Charged residues in the extracellular roof are critical for ABCG2 function. Mutational analysis of residues in the putative extracellular membrane interface. Charged residues located in the ECL1, ECL2, re-entry helix, and ECL3 were subjected to mutational analysis: a Predicted membrane topology of extracellular regions in the human ABCG2 transporter. Re-entry helix is highlighted in light blue box; consensus glycosylation site is at N596. Residues subjected to mutagenesis are indicated; positively charged residues (blue); negatively charged residues (red). b Immunodetection of ABCG2 mutant variants using the monoclonal anti-ABCG2 (BXP-21) antibody. Mature wild-type (WT) protein migrates at ~72 kDa, the immature unglycosylated bands migrate just below. β-Actin was used as an internal loading control. c Odyssey-based quantification of immunoblots from several independent experiments (n = 3–15).
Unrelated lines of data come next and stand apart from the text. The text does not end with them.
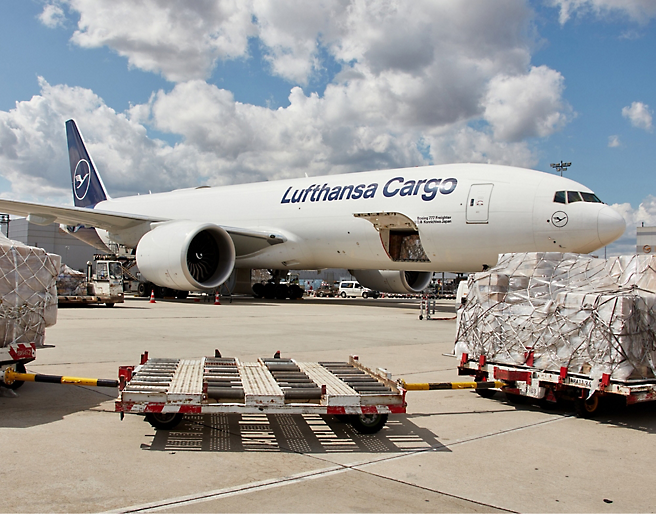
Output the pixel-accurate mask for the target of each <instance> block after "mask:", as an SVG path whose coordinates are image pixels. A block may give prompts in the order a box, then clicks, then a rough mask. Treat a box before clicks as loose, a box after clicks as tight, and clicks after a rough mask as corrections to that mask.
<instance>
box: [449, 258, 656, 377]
mask: <svg viewBox="0 0 656 514" xmlns="http://www.w3.org/2000/svg"><path fill="white" fill-rule="evenodd" d="M468 286H469V293H468V297H467V302H466V304H465V305H464V306H463V307H462V308H461V309H460V312H459V315H458V330H457V337H456V354H457V355H458V356H459V357H460V356H461V355H462V354H463V353H467V354H468V355H469V357H470V358H475V359H478V358H479V357H480V356H481V355H485V357H486V359H487V361H489V362H494V363H499V364H507V365H517V366H529V367H532V368H537V369H541V370H549V371H559V370H560V369H561V368H562V367H565V368H567V370H568V372H569V373H579V374H583V375H586V376H588V377H590V378H592V379H593V380H599V379H600V378H601V377H602V375H603V374H609V375H610V376H611V378H612V379H615V380H621V381H624V380H628V379H631V380H632V379H653V378H654V377H655V376H656V365H655V360H656V338H655V333H656V256H646V255H639V256H638V255H628V256H620V257H614V258H610V259H598V258H594V257H591V256H587V255H579V254H569V253H517V254H502V255H501V256H500V257H499V262H498V263H497V265H496V266H495V267H494V268H492V269H490V270H489V271H486V272H481V273H476V274H474V275H471V276H470V277H469V282H468Z"/></svg>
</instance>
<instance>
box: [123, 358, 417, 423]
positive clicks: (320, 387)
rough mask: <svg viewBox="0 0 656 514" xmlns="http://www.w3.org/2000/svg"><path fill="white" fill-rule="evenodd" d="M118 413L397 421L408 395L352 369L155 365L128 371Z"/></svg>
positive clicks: (293, 359) (206, 363)
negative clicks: (405, 397)
mask: <svg viewBox="0 0 656 514" xmlns="http://www.w3.org/2000/svg"><path fill="white" fill-rule="evenodd" d="M119 377H120V378H121V386H120V393H119V397H118V399H117V401H116V411H117V412H127V413H149V412H150V413H187V414H192V413H193V414H201V413H218V412H225V413H261V412H267V413H288V414H293V413H300V414H309V413H315V414H390V413H393V414H398V413H404V412H405V407H406V403H405V390H404V389H402V388H400V387H398V386H397V384H396V383H395V382H394V381H393V380H391V375H390V374H389V373H388V372H387V371H386V370H382V369H379V370H377V371H373V370H370V369H368V368H366V367H364V366H362V365H361V364H360V363H359V362H358V360H357V357H354V356H351V357H350V358H349V361H348V362H297V361H295V360H294V359H280V358H261V359H258V360H257V361H255V362H240V361H239V360H238V359H236V358H222V357H202V358H200V359H180V360H178V359H149V358H148V357H147V354H144V356H142V363H141V364H140V365H138V366H122V367H121V368H120V370H119Z"/></svg>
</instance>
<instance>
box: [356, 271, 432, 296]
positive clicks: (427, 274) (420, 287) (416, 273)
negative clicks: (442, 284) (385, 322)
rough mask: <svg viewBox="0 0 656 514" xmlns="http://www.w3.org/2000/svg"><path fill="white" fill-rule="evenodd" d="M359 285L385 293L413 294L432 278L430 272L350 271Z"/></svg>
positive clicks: (426, 286) (422, 287)
mask: <svg viewBox="0 0 656 514" xmlns="http://www.w3.org/2000/svg"><path fill="white" fill-rule="evenodd" d="M350 272H351V274H352V275H353V276H354V277H355V278H357V279H358V282H360V285H363V286H365V287H368V288H369V289H374V290H376V291H382V292H385V293H398V294H415V293H419V292H421V291H423V290H424V289H426V287H428V284H430V279H431V278H433V272H432V271H392V270H377V269H359V270H350Z"/></svg>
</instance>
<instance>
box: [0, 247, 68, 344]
mask: <svg viewBox="0 0 656 514" xmlns="http://www.w3.org/2000/svg"><path fill="white" fill-rule="evenodd" d="M60 264H61V257H60V256H59V255H54V254H49V253H47V252H46V251H45V250H43V249H41V248H34V247H32V246H27V245H24V244H23V243H19V242H17V241H12V240H10V239H7V238H6V237H4V236H1V235H0V348H2V347H5V346H8V345H9V344H12V343H36V346H37V347H41V346H43V341H44V337H45V329H46V327H49V326H51V325H54V324H55V323H56V322H57V282H56V280H57V273H58V272H59V266H60Z"/></svg>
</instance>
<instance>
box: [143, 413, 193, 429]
mask: <svg viewBox="0 0 656 514" xmlns="http://www.w3.org/2000/svg"><path fill="white" fill-rule="evenodd" d="M183 417H184V414H180V413H177V414H174V413H154V412H149V413H148V414H146V421H148V423H150V424H151V425H152V426H153V428H157V429H160V430H171V429H173V428H175V427H177V426H178V425H179V424H180V421H182V418H183Z"/></svg>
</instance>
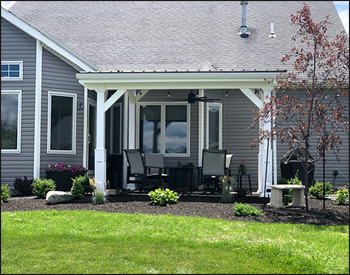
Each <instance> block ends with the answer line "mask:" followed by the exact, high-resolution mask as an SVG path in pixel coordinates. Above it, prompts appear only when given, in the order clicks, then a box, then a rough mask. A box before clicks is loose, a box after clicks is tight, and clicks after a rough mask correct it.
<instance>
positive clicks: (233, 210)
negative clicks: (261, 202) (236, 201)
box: [233, 203, 264, 217]
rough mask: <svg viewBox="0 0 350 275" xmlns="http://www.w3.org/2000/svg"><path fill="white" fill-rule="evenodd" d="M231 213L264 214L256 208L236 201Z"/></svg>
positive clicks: (238, 214) (239, 215)
mask: <svg viewBox="0 0 350 275" xmlns="http://www.w3.org/2000/svg"><path fill="white" fill-rule="evenodd" d="M233 214H234V215H235V216H248V217H250V216H263V215H264V214H263V213H261V211H260V210H259V209H257V208H255V207H254V206H252V205H249V204H243V203H237V204H236V205H235V206H234V209H233Z"/></svg>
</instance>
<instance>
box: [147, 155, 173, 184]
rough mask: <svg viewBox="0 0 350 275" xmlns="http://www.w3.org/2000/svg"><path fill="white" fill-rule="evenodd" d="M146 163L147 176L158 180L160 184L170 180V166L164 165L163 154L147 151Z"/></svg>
mask: <svg viewBox="0 0 350 275" xmlns="http://www.w3.org/2000/svg"><path fill="white" fill-rule="evenodd" d="M145 165H146V168H147V176H148V177H149V178H150V179H152V180H158V184H159V186H161V185H162V184H163V183H167V182H168V179H169V175H168V168H166V167H165V166H164V157H163V154H160V153H145Z"/></svg>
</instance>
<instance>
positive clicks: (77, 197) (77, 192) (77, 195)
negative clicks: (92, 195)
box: [70, 176, 89, 199]
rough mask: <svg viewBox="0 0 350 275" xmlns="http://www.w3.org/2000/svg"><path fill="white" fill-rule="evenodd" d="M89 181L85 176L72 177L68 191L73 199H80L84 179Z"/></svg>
mask: <svg viewBox="0 0 350 275" xmlns="http://www.w3.org/2000/svg"><path fill="white" fill-rule="evenodd" d="M86 178H87V181H88V182H89V178H88V177H86V176H77V177H75V178H74V179H72V181H73V184H72V188H71V190H70V192H71V193H72V195H73V196H74V198H75V199H81V198H82V197H83V196H84V190H85V189H84V181H86Z"/></svg>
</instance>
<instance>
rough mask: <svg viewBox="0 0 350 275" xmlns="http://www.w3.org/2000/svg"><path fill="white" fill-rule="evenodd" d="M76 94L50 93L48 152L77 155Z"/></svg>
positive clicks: (47, 142)
mask: <svg viewBox="0 0 350 275" xmlns="http://www.w3.org/2000/svg"><path fill="white" fill-rule="evenodd" d="M76 105H77V95H76V94H65V93H55V92H49V113H48V137H47V144H48V148H47V152H48V153H61V154H75V127H76V126H75V121H76Z"/></svg>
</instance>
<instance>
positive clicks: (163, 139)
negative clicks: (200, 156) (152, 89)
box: [139, 104, 190, 157]
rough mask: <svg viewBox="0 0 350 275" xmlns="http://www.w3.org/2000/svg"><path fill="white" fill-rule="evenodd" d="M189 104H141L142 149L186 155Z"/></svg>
mask: <svg viewBox="0 0 350 275" xmlns="http://www.w3.org/2000/svg"><path fill="white" fill-rule="evenodd" d="M189 108H190V107H189V105H188V104H186V105H185V104H142V105H140V109H139V110H140V111H139V129H140V131H139V144H140V148H141V150H142V151H143V152H144V153H162V154H165V155H167V156H177V157H179V156H189V154H190V150H189V143H190V142H189V125H190V123H189Z"/></svg>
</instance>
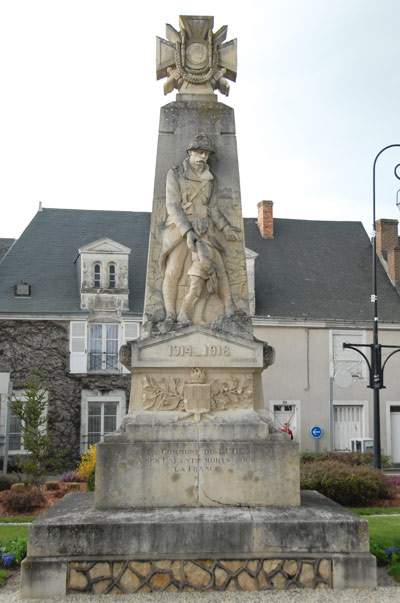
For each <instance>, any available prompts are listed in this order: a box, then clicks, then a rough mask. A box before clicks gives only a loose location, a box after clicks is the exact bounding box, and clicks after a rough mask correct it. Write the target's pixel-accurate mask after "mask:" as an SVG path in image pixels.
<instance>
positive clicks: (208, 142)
mask: <svg viewBox="0 0 400 603" xmlns="http://www.w3.org/2000/svg"><path fill="white" fill-rule="evenodd" d="M187 150H188V151H199V150H202V151H209V152H210V153H215V148H214V145H213V143H212V142H211V140H210V139H209V138H208V136H206V135H205V134H203V133H201V134H196V136H194V137H193V138H192V140H191V141H190V143H189V146H188V148H187Z"/></svg>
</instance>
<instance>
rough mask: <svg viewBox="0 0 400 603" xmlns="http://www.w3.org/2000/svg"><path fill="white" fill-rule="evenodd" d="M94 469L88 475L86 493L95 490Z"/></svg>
mask: <svg viewBox="0 0 400 603" xmlns="http://www.w3.org/2000/svg"><path fill="white" fill-rule="evenodd" d="M95 473H96V471H95V469H93V471H92V473H91V474H90V475H89V477H88V483H87V491H88V492H94V489H95Z"/></svg>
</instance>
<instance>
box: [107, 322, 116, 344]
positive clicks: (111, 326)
mask: <svg viewBox="0 0 400 603" xmlns="http://www.w3.org/2000/svg"><path fill="white" fill-rule="evenodd" d="M108 339H116V340H117V341H118V325H107V340H108Z"/></svg>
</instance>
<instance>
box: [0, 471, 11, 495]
mask: <svg viewBox="0 0 400 603" xmlns="http://www.w3.org/2000/svg"><path fill="white" fill-rule="evenodd" d="M14 481H15V480H13V479H12V477H10V476H9V475H7V474H5V473H0V492H2V491H3V490H11V485H12V484H13V483H14Z"/></svg>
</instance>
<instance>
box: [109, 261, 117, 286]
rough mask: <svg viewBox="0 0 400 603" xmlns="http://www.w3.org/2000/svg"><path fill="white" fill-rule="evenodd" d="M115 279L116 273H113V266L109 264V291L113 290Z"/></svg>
mask: <svg viewBox="0 0 400 603" xmlns="http://www.w3.org/2000/svg"><path fill="white" fill-rule="evenodd" d="M115 277H116V272H115V264H110V265H109V267H108V288H109V289H115V280H116V279H115Z"/></svg>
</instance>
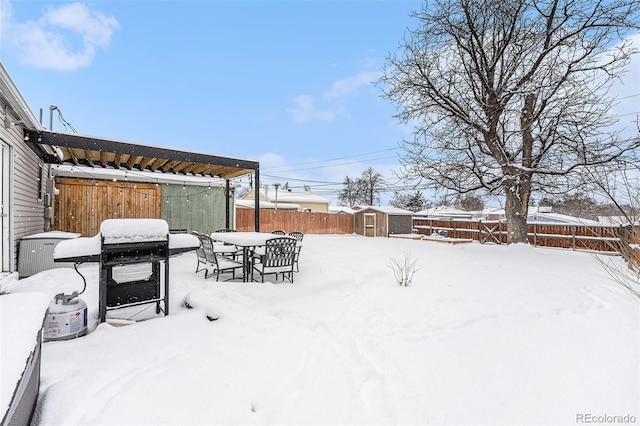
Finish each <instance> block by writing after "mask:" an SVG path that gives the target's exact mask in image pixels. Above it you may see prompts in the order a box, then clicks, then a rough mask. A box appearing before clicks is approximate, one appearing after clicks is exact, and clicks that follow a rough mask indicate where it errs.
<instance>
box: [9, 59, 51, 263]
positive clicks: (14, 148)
mask: <svg viewBox="0 0 640 426" xmlns="http://www.w3.org/2000/svg"><path fill="white" fill-rule="evenodd" d="M5 119H6V120H5ZM23 126H27V127H29V128H36V127H39V126H40V125H39V123H38V122H37V121H36V118H35V116H34V115H33V113H32V112H31V111H30V110H29V108H28V107H27V105H26V102H25V101H24V99H23V98H22V96H21V95H20V93H19V91H18V89H17V88H16V87H15V85H14V83H13V81H12V80H11V78H10V77H9V75H8V74H7V72H6V70H5V69H4V67H1V66H0V139H2V142H3V146H4V147H5V148H6V150H7V151H8V152H7V153H6V155H7V156H8V158H7V161H6V162H5V163H4V165H3V166H4V167H3V176H2V179H1V180H2V185H3V189H4V194H3V200H2V204H3V213H4V214H6V215H7V217H5V218H4V219H3V239H4V240H5V241H7V242H8V244H7V245H6V246H5V245H3V247H2V271H3V272H13V271H15V270H17V262H18V246H19V243H20V239H21V238H22V237H24V236H27V235H31V234H35V233H38V232H43V231H44V230H45V206H44V190H45V186H46V181H47V179H48V178H49V173H48V170H49V169H48V166H46V165H44V164H43V163H42V162H41V161H40V159H39V158H38V157H37V156H36V154H35V153H34V152H33V151H32V150H31V149H30V148H29V147H28V146H27V145H26V144H25V143H24V140H23V139H24V134H23Z"/></svg>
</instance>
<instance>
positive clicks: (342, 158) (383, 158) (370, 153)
mask: <svg viewBox="0 0 640 426" xmlns="http://www.w3.org/2000/svg"><path fill="white" fill-rule="evenodd" d="M397 149H398V148H387V149H382V150H379V151H371V152H365V153H363V154H355V155H349V156H345V157H338V158H331V159H328V160H317V161H308V162H304V163H294V164H289V165H287V166H274V167H265V170H273V169H276V170H280V169H283V171H294V170H288V168H289V167H297V166H305V165H308V164H320V163H329V162H332V161H340V160H346V159H349V158H356V157H364V156H367V155H371V154H378V153H380V152H388V151H395V150H397ZM384 158H393V157H381V158H373V159H369V160H368V161H371V160H377V159H384ZM353 163H354V162H349V163H345V164H353ZM325 167H329V166H325ZM331 167H333V166H331ZM313 168H318V167H313ZM284 169H287V170H284ZM298 170H307V169H298Z"/></svg>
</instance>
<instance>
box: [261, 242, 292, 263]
mask: <svg viewBox="0 0 640 426" xmlns="http://www.w3.org/2000/svg"><path fill="white" fill-rule="evenodd" d="M295 253H296V240H295V239H293V238H288V237H284V238H272V239H270V240H267V244H266V245H265V255H264V257H263V263H264V266H265V267H267V268H270V267H274V266H289V265H291V267H292V268H293V263H294V259H295Z"/></svg>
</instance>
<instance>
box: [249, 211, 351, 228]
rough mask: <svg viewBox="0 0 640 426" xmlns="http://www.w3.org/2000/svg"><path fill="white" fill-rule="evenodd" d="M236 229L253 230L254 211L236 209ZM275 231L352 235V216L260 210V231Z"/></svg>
mask: <svg viewBox="0 0 640 426" xmlns="http://www.w3.org/2000/svg"><path fill="white" fill-rule="evenodd" d="M236 229H237V230H238V231H253V230H255V210H254V209H236ZM277 229H282V230H284V231H286V232H293V231H300V232H302V233H304V234H353V216H352V215H350V214H335V213H312V212H296V211H290V210H278V211H275V210H271V209H260V231H261V232H271V231H275V230H277Z"/></svg>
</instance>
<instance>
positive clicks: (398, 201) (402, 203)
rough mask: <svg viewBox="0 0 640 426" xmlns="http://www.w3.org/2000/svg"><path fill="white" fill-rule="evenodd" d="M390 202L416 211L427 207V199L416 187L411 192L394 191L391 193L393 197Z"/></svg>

Mature ABCG2 and β-actin bands are shown, and ABCG2 signals were individually normalized to β-actin and represented as the percentage of WT control. d Mitoxantrone efflux is shown for HEK293 cells expressing ABCG2 variants after incubation at 37 °C for 20 min in the presence and absence of the ABCG2 inhibitor Ko143. Ko143-sensitive mitoxantrone efflux is represented as percentage relative to the WT control. Data are from several independent experiments (n = 3–9). All data are shown as means ± SEM. ****P < 0.0001; ***P < 0.001; **P < 0.01; *P < 0.1 vs. empty plasmid-transfected HEK293 control (mock). Gray dots refer to values from each independent experiment. e Membrane localization of GFP-tagged ABCG2 variants. GFP signals of GFP-ABCG2 (green) were recorded in a confocal microscopy as described in Methods. DAPI was used to stain the nuclei (blue). Microscopy data are from duplicate experiments. Scale bars in microscopy images correspond to 20 µm.